Fater presenta Rock and Safe: la sicurezza sul lavoro che tocca l’anima

Fater presenta Rock and Safe: la sicurezza sul lavoro che tocca l'anima

Fater presenta Rock and Safe: la sicurezza sul lavoro che tocca l'anima

Matteo Rigamonti

Gennaio 14, 2026

Milano, 14 gennaio 2026 – La sicurezza sul lavoro resta un punto fermo per Fater, azienda che opera nel settore dei prodotti per l’igiene della casa e della persona. Lo ha ribadito Antonio Fazzari, General Manager e Chief Operating Officer, in un’intervista con Adnkronos/Labitalia. «Ci teniamo molto alla sicurezza perché è il modo migliore per proteggere chi lavora con noi e dare senso al nostro motto ‘People First’», ha spiegato Fazzari, sottolineando quanto questo tema sia al centro della strategia aziendale. Ma la prevenzione tradizionale non basta più. Per questo in Fater si cercano strade nuove, anche con l’aiuto di chi si occupa di marketing e comunicazione.

Rock n Safe: la musica che parla di sicurezza in fabbrica

Tra le idee più recenti c’è ‘Rock n Safe’, un format nato da Stefano Pancari, «un nostro amico, a cui siamo sempre grati», dice Fazzari, portato direttamente negli stabilimenti e nella sede centrale. È un vero e proprio concerto rock che mescola musica dal vivo, racconti e testimonianze dirette. L’obiettivo? Raccontare la sicurezza in modo diverso, che coinvolga davvero. «Siamo convinti che ascoltare un brano dal vivo mentre si parla di sicurezza tocchi l’anima in modo molto più profondo», confida il manager.

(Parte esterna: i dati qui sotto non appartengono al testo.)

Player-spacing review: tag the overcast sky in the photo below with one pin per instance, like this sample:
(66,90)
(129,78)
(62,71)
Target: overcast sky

L’esperimento ha preso forma negli ultimi mesi: un palco montato tra le linee di produzione, luci soffuse, strumenti pronti a suonare. Operai e impiegati seduti fianco a fianco, qualcuno con la tuta ancora impolverata. Dietro, i macchinari fermi per un’ora. «Abbiamo voluto rompere la routine», raccontano alcuni dipendenti. «Così la sicurezza non è più solo una regola da seguire, ma qualcosa che senti davvero dentro».

Safe Start: portare la cultura della sicurezza oltre la fabbrica

Non solo musica. Fater ha lanciato anche ‘Safe Start’, un programma che punta a diffondere la cultura della sicurezza anche fuori dallo stabilimento. «Partiamo da una convinzione semplice: il 90% dei problemi di sicurezza dipende da noi, non dai macchinari o dagli altri», spiega Fazzari. Il progetto si concentra sugli stati d’animo e i comportamenti che mettono a rischio la sicurezza: stanchezza, fretta, distrazione, troppa sicurezza in se stessi.

«Safe Start vuole aiutare le persone a riconoscere questi segnali — anche a casa, non solo al lavoro», precisa il manager. L’idea è chiara: se impari a riconoscere i segnali di pericolo nella vita di tutti i giorni, sarai più attento anche in fabbrica. Le prime valutazioni interne mostrano che il programma sta interessando soprattutto i più giovani, spesso meno inclini a seguire le regole in modo rigido.

Formazione e coinvolgimento: il cuore del metodo Fater

Queste iniziative fanno parte di un impegno più ampio che punta sulla formazione continua e sul coinvolgimento diretto dei dipendenti. «Non basta fare un corso obbligatorio una volta all’anno», ammette Fazzari. «Serve un linguaggio nuovo, strumenti che parlino davvero alle persone». Da qui l’idea di provare format diversi — dalla musica alle testimonianze — per far sentire il tema meno lontano.

Nei corridoi della sede di Pescara, dove lavorano più di 400 persone, si respira curiosità. «All’inizio eravamo un po’ scettici», racconta un tecnico della manutenzione. «Poi abbiamo capito che certe storie ti rimangono più in testa di mille slide». Ma non è tutto semplice: «Cambiare mentalità richiede tempo», ammette una responsabile delle risorse umane.

Sicurezza: un valore che diventa di tutti

Per Fater, la vera sfida è trasformare la sicurezza da un obbligo a un valore condiviso. «People First non è solo uno slogan», insiste Fazzari. «Vuol dire mettere davvero le persone al centro». Il percorso è lungo — lo ammettono anche i vertici — ma i primi segnali sono buoni. «Quando vedi un collega che richiama un altro su una distrazione, senza paura di sembrare pignolo, capisci che qualcosa sta cambiando».

In fabbrica, tra una pausa caffè e una riunione, la sicurezza torna spesso nei discorsi informali. Ed è forse proprio lì, lontano dai manifesti e dalle procedure scritte, che si misura il vero impatto di queste iniziative.